Vers une application élargie de la notion de « pays tiers sûr » ?
Le nouveau règlement européen sur la procédure d’asile, qui devrait s’appliquer au printemps 2026, reprend le concept de « pays tiers sûrs » tout en élargissant potentiellement son utilisation. Une application élargie du concept pourrait priver de nombreuses personnes de protection dans l’UE, en permettant leur renvoi sans examen au fond de leur demande d’asile.
Aux côtés du concept de « pays d’origine sûr », largement appliqué en France, le droit européen a également introduit la notion de « pays tiers sûr » qui n’a jusqu’ici pas été déclinée en droit national. Alors que la notion de « pays d’origine sûr » entraîne un abaissement des garanties procédurales pour les personnes qui y sont originaires, avec notamment un traitement de la demande d’asile en procédure accélérée, le passage par un « pays tiers sûr » peut mener au renvoi vers ce pays sans examen au fond de la demande de protection.
La directive 2013/32, dite « procédures », qui s’applique encore au moins jusqu’au printemps 2026, indique à son article 38 qu’un pays tiers (qui n’est pas le pays d’origine du demandeur) peut être considéré comme « sûr » lorsque :
- les demandeurs n’ont à craindre ni pour leur vie ni pour leur liberté en raison de leur race, de leur religion, de leur nationalité, de leur appartenance à un groupe social particulier ou de leurs opinions politiques ;
- il n’existe aucun risque d’atteintes graves au sens de la directive 2011/95 (dite directive Qualification) ;
- le principe de non-refoulement est respecté conformément à la convention de Genève ;
- l’interdiction, prévue par le droit international, de prendre des mesures d’éloignement contraires à l’interdiction de la torture et des traitements cruels, inhumains ou dégradants, y est respectée; et
- la possibilité existe de solliciter la reconnaissance du statut de réfugié et, si ce statut est accordé, de bénéficier d’une protection conformément à la convention de Genève. »
L’application de ce concept est subordonnée aux règles fixées par le droit national.
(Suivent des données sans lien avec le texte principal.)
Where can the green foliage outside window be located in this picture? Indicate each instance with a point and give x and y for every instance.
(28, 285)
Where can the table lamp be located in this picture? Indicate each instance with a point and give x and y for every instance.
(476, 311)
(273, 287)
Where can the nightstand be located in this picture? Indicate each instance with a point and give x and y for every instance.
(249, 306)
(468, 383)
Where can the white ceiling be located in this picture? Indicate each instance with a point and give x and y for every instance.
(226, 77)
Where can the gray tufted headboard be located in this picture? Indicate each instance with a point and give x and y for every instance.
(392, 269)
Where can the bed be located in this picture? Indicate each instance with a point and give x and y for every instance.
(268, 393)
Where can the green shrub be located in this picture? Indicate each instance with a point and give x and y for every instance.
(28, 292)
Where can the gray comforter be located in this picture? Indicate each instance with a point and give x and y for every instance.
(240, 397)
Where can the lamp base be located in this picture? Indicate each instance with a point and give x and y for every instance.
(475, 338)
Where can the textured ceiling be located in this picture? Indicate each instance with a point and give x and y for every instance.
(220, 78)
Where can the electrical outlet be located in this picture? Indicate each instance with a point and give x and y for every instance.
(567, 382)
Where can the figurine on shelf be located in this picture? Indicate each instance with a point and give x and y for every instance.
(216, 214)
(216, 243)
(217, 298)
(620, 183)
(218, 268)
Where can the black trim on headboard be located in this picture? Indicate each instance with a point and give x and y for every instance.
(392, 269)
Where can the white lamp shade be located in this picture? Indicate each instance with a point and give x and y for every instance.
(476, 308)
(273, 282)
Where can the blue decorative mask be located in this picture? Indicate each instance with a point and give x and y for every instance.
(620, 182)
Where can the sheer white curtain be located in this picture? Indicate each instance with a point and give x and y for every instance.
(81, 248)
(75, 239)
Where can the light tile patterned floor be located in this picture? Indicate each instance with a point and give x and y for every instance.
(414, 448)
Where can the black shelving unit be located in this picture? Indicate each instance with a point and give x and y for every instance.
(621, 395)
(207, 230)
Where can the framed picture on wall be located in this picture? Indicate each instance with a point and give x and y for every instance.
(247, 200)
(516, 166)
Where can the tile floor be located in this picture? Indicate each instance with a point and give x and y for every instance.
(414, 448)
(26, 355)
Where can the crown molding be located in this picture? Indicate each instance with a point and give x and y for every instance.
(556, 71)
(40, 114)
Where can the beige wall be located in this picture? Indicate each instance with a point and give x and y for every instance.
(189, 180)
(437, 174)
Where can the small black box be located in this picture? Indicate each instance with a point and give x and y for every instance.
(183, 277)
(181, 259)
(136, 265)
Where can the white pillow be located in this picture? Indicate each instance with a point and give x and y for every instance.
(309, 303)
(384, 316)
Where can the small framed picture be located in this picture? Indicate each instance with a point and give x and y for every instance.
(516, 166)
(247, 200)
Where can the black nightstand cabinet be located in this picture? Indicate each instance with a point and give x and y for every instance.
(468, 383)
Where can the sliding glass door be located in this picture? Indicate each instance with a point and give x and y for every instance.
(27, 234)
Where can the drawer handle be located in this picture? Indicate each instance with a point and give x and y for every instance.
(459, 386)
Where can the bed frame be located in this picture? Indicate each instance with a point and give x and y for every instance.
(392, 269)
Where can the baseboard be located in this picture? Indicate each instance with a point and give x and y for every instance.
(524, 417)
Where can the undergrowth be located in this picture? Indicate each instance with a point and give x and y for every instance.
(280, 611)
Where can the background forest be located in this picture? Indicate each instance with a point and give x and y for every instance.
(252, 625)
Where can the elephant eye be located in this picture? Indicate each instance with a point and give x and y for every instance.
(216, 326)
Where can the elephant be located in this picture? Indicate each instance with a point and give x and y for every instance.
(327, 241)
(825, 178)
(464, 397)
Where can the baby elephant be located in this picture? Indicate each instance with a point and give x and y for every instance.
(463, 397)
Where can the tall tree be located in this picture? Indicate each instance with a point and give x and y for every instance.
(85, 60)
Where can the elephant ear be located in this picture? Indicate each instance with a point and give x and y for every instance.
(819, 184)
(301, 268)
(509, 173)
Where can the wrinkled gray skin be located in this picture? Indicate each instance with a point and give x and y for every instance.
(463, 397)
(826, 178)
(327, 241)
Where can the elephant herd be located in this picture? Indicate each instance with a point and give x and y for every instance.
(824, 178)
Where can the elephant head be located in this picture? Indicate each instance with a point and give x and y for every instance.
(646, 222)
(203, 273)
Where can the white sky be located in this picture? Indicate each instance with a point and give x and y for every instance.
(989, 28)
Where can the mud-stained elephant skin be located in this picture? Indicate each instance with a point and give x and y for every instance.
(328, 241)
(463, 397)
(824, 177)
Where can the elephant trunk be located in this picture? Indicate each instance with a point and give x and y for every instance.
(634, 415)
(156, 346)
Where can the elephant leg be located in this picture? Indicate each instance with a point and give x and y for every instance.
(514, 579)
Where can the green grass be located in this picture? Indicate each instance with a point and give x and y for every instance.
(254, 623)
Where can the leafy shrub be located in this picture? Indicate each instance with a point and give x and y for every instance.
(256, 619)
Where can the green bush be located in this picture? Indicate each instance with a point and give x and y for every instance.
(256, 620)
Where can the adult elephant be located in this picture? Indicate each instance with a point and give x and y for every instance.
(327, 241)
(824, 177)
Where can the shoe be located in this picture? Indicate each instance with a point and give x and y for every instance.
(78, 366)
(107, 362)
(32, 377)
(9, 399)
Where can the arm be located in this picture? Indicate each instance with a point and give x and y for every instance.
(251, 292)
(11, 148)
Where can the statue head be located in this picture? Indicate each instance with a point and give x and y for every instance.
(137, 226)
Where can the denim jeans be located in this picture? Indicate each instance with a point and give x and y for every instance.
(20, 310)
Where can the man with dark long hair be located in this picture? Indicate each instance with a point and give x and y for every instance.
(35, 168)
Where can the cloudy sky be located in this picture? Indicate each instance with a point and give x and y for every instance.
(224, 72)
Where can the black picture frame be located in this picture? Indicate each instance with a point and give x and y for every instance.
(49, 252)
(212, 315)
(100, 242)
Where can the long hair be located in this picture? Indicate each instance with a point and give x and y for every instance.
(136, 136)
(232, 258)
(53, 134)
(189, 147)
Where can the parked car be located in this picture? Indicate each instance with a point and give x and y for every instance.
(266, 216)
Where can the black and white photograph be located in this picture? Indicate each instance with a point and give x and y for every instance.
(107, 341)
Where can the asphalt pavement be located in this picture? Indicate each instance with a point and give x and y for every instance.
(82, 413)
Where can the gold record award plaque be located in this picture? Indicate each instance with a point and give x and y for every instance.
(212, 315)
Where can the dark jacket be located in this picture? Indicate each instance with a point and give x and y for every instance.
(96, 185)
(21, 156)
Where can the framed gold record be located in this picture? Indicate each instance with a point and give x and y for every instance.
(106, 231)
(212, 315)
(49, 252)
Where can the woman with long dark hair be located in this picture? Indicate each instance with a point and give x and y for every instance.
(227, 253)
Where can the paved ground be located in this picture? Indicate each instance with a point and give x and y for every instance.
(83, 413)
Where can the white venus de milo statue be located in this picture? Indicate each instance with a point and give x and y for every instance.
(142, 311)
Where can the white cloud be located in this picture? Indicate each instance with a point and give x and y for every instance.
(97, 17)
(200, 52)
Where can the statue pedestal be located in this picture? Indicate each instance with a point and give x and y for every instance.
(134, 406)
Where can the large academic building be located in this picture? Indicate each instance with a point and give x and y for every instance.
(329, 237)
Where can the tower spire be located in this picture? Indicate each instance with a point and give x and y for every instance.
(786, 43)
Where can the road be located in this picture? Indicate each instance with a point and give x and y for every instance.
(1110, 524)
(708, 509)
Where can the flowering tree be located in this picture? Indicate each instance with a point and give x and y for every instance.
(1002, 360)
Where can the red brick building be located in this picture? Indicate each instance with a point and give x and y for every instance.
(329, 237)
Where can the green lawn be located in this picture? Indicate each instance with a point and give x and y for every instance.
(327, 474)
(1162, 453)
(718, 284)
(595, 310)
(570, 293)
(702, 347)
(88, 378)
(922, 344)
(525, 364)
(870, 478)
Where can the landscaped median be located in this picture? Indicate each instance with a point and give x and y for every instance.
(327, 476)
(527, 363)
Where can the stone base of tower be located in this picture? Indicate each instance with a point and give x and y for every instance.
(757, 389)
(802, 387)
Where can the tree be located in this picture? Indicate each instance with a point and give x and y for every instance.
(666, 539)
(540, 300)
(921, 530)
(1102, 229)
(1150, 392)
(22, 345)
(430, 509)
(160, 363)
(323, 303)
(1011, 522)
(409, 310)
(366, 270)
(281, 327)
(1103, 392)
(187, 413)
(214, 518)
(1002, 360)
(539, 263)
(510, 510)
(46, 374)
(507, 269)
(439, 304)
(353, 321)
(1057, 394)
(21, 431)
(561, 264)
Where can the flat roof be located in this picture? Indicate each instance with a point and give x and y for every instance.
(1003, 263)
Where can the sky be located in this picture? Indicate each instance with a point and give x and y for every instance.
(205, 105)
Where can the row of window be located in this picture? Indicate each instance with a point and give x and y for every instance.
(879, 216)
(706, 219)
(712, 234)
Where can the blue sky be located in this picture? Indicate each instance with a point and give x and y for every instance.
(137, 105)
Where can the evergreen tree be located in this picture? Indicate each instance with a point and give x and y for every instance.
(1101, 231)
Dans tous les cas, un examen de la situation individuelle de chaque demandeur doit avoir lieu, et ce dernier a le droit de contester la sûreté du pays en ce qui le concerne. Si le pays tiers ne permet pas l’entrée, les États ont l’obligation d’examiner les demandes au fond. Enfin, les États membres ont l’obligation d’informer régulièrement la Commission des pays tiers pour lesquels le concept est appliqué.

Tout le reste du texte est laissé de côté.